An xFeed enabled web page can extract appropriate data from this file automatically. You can test that the data is available by opening the URL for the xsdb page (the browser will probably try to interpret the page as html, so it will look strange, but if you "view source" you should see the xsdb data).

Note that all values in the xsdb file content such as alaska are in lower case letters. For simplicity at this writing the FormWatcher component only works with lower case letters. Please complain if you need it to handle mixed case also. Until this limitation is lifted please make sure that any static xsdb data files used with a FormWatcher has only lower cased values.

STEP C: Creating an `xFeed` enabled form

An xFeed enabled web page will usually include three components:

A <form> with elements to be automatically completed.
A javascript page onload function that initializes the FormWatcher and starts the form watching process.
References to required javascript modules.

The StatesSimple.html example page has these components in the following general outline:

<html>
<head>
<script language="JavaScript">
// the form watcher must be bound to a global variable
var Watcher = null;

// this function is called after the page is loaded (body.onload())
function OnLoadFunction() {
	... ONLOAD FUNCTION BODY DISCUSSED BELOW ...
}
</script>
</head>

<body onload="OnLoadFunction()">

<form name="StateForm" id="StateForm">
	... FORM ELEMENTS DISCUSSED BELOW ...
</form>

<script src="/xsdbXML/xsdbjs/xsdball.js">
</script>
<script src="/xsdbXML/xFeed/formWatcher.js">
</script>

</body>
</html>

The contents of the form and the OnLoadFunction have been deferred and the required xsdb components "/xsdbXML/xsdbjs/xsdball.js" and "/xsdbXML/xFeed/formWatcher.js" are put at the end of the HTML text to allow the browser to format the HTML before the javascript files are loaded.

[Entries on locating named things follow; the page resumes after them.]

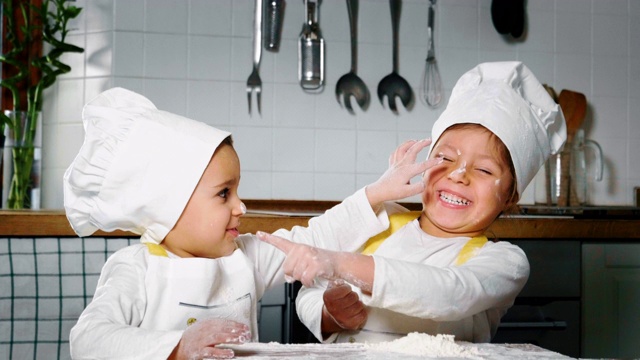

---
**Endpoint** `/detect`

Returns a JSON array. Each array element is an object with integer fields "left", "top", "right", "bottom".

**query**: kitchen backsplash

[{"left": 42, "top": 0, "right": 640, "bottom": 208}]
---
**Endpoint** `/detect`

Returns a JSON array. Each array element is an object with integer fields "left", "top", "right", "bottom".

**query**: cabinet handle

[{"left": 498, "top": 321, "right": 567, "bottom": 330}]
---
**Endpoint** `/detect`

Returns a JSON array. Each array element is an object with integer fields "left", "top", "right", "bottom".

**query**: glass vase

[{"left": 0, "top": 110, "right": 42, "bottom": 209}]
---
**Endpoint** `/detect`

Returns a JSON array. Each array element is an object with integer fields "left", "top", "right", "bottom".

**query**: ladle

[
  {"left": 336, "top": 0, "right": 371, "bottom": 115},
  {"left": 378, "top": 0, "right": 414, "bottom": 114}
]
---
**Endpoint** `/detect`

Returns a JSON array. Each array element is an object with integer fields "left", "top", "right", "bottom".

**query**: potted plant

[{"left": 0, "top": 0, "right": 84, "bottom": 209}]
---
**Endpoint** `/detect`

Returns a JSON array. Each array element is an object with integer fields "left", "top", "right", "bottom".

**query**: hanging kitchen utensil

[
  {"left": 378, "top": 0, "right": 414, "bottom": 114},
  {"left": 298, "top": 0, "right": 324, "bottom": 92},
  {"left": 420, "top": 0, "right": 442, "bottom": 108},
  {"left": 336, "top": 0, "right": 371, "bottom": 115},
  {"left": 247, "top": 0, "right": 263, "bottom": 114},
  {"left": 491, "top": 0, "right": 525, "bottom": 39},
  {"left": 555, "top": 89, "right": 587, "bottom": 206},
  {"left": 264, "top": 0, "right": 285, "bottom": 52}
]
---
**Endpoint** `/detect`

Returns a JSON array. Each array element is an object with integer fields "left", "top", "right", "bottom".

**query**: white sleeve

[
  {"left": 69, "top": 245, "right": 182, "bottom": 359},
  {"left": 245, "top": 188, "right": 389, "bottom": 289},
  {"left": 362, "top": 242, "right": 529, "bottom": 321},
  {"left": 296, "top": 286, "right": 338, "bottom": 344}
]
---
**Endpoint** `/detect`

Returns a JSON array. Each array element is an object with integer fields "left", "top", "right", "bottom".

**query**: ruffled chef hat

[
  {"left": 64, "top": 88, "right": 231, "bottom": 244},
  {"left": 429, "top": 61, "right": 567, "bottom": 195}
]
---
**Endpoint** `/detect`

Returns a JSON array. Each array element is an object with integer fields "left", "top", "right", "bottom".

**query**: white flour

[{"left": 365, "top": 332, "right": 479, "bottom": 357}]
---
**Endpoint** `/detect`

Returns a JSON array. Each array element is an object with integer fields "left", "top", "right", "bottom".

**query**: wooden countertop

[{"left": 0, "top": 207, "right": 640, "bottom": 241}]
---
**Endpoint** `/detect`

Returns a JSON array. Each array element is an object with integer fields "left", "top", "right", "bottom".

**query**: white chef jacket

[
  {"left": 296, "top": 205, "right": 529, "bottom": 342},
  {"left": 70, "top": 189, "right": 388, "bottom": 359}
]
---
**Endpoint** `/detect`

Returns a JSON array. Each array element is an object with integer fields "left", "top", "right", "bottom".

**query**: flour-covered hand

[
  {"left": 256, "top": 231, "right": 342, "bottom": 286},
  {"left": 365, "top": 139, "right": 442, "bottom": 208},
  {"left": 171, "top": 319, "right": 251, "bottom": 359},
  {"left": 322, "top": 281, "right": 368, "bottom": 330}
]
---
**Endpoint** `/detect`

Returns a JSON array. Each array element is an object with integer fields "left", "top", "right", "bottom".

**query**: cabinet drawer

[{"left": 509, "top": 240, "right": 581, "bottom": 298}]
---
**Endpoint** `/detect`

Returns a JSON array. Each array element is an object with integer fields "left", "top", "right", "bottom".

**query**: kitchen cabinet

[{"left": 582, "top": 242, "right": 640, "bottom": 358}]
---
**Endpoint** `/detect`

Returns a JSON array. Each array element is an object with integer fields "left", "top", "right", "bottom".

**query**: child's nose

[{"left": 448, "top": 164, "right": 469, "bottom": 184}]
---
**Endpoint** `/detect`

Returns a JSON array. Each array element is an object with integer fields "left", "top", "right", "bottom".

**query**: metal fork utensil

[{"left": 247, "top": 0, "right": 263, "bottom": 114}]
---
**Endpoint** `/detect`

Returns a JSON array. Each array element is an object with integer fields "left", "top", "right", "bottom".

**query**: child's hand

[
  {"left": 256, "top": 231, "right": 341, "bottom": 287},
  {"left": 322, "top": 281, "right": 368, "bottom": 333},
  {"left": 172, "top": 319, "right": 251, "bottom": 359},
  {"left": 366, "top": 139, "right": 442, "bottom": 209}
]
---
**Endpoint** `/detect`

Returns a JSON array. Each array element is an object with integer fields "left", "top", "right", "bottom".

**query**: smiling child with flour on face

[{"left": 261, "top": 62, "right": 566, "bottom": 342}]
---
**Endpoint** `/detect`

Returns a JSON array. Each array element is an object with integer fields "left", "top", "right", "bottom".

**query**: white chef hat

[
  {"left": 64, "top": 88, "right": 231, "bottom": 244},
  {"left": 429, "top": 61, "right": 567, "bottom": 195}
]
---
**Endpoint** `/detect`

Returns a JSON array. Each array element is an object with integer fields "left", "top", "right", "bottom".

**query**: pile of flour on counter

[{"left": 365, "top": 332, "right": 480, "bottom": 358}]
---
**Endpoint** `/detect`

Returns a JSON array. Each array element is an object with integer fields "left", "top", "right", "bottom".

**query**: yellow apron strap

[
  {"left": 145, "top": 243, "right": 169, "bottom": 257},
  {"left": 456, "top": 235, "right": 488, "bottom": 266},
  {"left": 362, "top": 211, "right": 422, "bottom": 255},
  {"left": 360, "top": 211, "right": 488, "bottom": 265}
]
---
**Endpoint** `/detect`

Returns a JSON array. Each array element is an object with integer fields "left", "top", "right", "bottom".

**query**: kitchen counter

[
  {"left": 216, "top": 333, "right": 571, "bottom": 360},
  {"left": 0, "top": 200, "right": 640, "bottom": 241}
]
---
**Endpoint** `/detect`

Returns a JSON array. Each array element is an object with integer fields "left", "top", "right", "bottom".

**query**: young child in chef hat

[
  {"left": 262, "top": 62, "right": 566, "bottom": 342},
  {"left": 64, "top": 88, "right": 436, "bottom": 359}
]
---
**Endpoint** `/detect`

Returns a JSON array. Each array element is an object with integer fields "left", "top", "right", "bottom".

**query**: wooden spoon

[{"left": 558, "top": 89, "right": 587, "bottom": 206}]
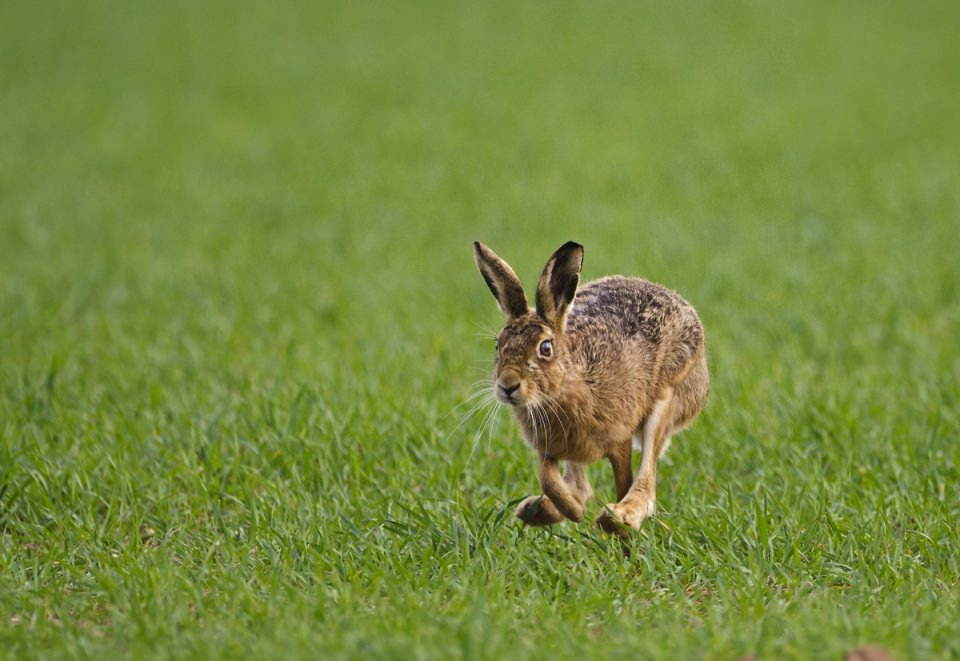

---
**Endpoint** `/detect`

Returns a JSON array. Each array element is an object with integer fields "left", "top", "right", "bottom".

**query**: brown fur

[{"left": 474, "top": 242, "right": 709, "bottom": 534}]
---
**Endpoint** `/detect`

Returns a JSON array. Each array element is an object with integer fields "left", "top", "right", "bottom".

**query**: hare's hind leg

[
  {"left": 597, "top": 388, "right": 676, "bottom": 534},
  {"left": 515, "top": 457, "right": 593, "bottom": 526}
]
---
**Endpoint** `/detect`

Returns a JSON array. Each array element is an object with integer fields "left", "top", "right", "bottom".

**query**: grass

[{"left": 0, "top": 0, "right": 960, "bottom": 659}]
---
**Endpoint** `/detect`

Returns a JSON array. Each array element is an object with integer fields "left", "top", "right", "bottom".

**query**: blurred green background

[{"left": 0, "top": 0, "right": 960, "bottom": 658}]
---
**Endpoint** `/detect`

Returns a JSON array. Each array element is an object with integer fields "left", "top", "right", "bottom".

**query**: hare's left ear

[{"left": 537, "top": 241, "right": 583, "bottom": 333}]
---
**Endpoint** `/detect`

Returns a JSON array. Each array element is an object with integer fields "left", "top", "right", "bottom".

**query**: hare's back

[{"left": 567, "top": 275, "right": 703, "bottom": 355}]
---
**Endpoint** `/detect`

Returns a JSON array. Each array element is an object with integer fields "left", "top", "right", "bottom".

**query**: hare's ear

[
  {"left": 537, "top": 241, "right": 583, "bottom": 332},
  {"left": 473, "top": 241, "right": 527, "bottom": 321}
]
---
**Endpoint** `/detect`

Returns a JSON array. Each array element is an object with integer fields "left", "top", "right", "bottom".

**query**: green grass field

[{"left": 0, "top": 0, "right": 960, "bottom": 660}]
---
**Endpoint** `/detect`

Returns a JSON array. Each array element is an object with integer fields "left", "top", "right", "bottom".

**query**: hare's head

[{"left": 473, "top": 241, "right": 583, "bottom": 406}]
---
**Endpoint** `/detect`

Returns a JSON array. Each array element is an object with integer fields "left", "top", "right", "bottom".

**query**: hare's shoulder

[{"left": 567, "top": 275, "right": 702, "bottom": 343}]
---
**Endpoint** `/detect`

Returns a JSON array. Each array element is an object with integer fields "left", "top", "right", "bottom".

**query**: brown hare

[{"left": 473, "top": 241, "right": 709, "bottom": 535}]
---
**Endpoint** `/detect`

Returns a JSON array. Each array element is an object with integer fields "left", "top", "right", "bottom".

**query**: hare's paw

[
  {"left": 596, "top": 500, "right": 655, "bottom": 537},
  {"left": 514, "top": 496, "right": 564, "bottom": 526}
]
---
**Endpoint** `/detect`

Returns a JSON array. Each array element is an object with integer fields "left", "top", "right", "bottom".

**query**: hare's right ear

[{"left": 473, "top": 241, "right": 527, "bottom": 321}]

The form includes a number of input elements that the FormWatcher will attempt to automatically complete.

<form name="StateForm" id="StateForm">
<input type="reset" value="reset"><br>
State Name: <input type="text" name="State" size="40"> <br>
State Capital: <input type="text" name="Capital" size="40"> <br>
State Tree: <input type="text" name="StateTree" size="40"> <br>
State Tree (scientic name): <input type="text" name="TreeScientific" size="40"> <br>
State Flower: <input type="text" name="StateFlower" size="40"> <br>
State Flower (scientific name): <input type="text" name="FlowerScientific" size="40">
</form>

In this case for simplicity the names of the input elements match the attribute names for the data values in the xsdb source file. Thus the input element named Capital

  <input type="text" name="Capital" size="40"> <br>

is to be associated with the xsdb values associated with the name Capitol like

  <s at="Capital">juneau</s>

The form id (with value StateForm) is also important because the FormWatcher uses the id to locate the form.

The OnLoadFunction() initializes the FormWatcher and specifies the form elements to complete

// the form watcher must be bound to a global variable
var Watcher = null;

// this function is called after the page is loaded (body.onload())
function OnLoadFunction() {
	// create a watcher and bind autofill attributes to form input elements
	Watcher = new FormWatcher("Watcher", "StateForm", "states.xsdb", 55);
	// since the data is static, preload and compile it
	Watcher.preload();
	// identify the input elements to watch
        Watcher.complete("State");
        Watcher.complete("Capital");
        Watcher.complete("StateTree");
        Watcher.complete("TreeScientific");
        Watcher.complete("StateFlower");
        Watcher.complete("FlowerScientific");
	//start watching
	Watcher.watch(2000);
}

Note that we must declare a global variable (in this case named Watcher) to house the form Watcher at the global javascript scope.

The constructor

	Watcher = new FormWatcher("Watcher", "StateForm", "/test/states.xsdb", 55);

creates a FormWatcher associated with the form with the id StateForm and bound to the xsdb data source at relative URL /test/states.xsdb (which resolves to the absolute URL http://your.server.com/test/states.xsdb). The 55 specifies that no drop down completion box should have more than 55 elements.

The directive

	Watcher.preload();

should only be used with static data sources such as /test/states.xsdb. The preload directive preloads the data file text and "precompiles" it to reduce network traffic and unneeded reprocessing.

The directive

        Watcher.complete("State");

directs the Watcher object to attempt autocompletions for the State input element of the StateForm form listed above.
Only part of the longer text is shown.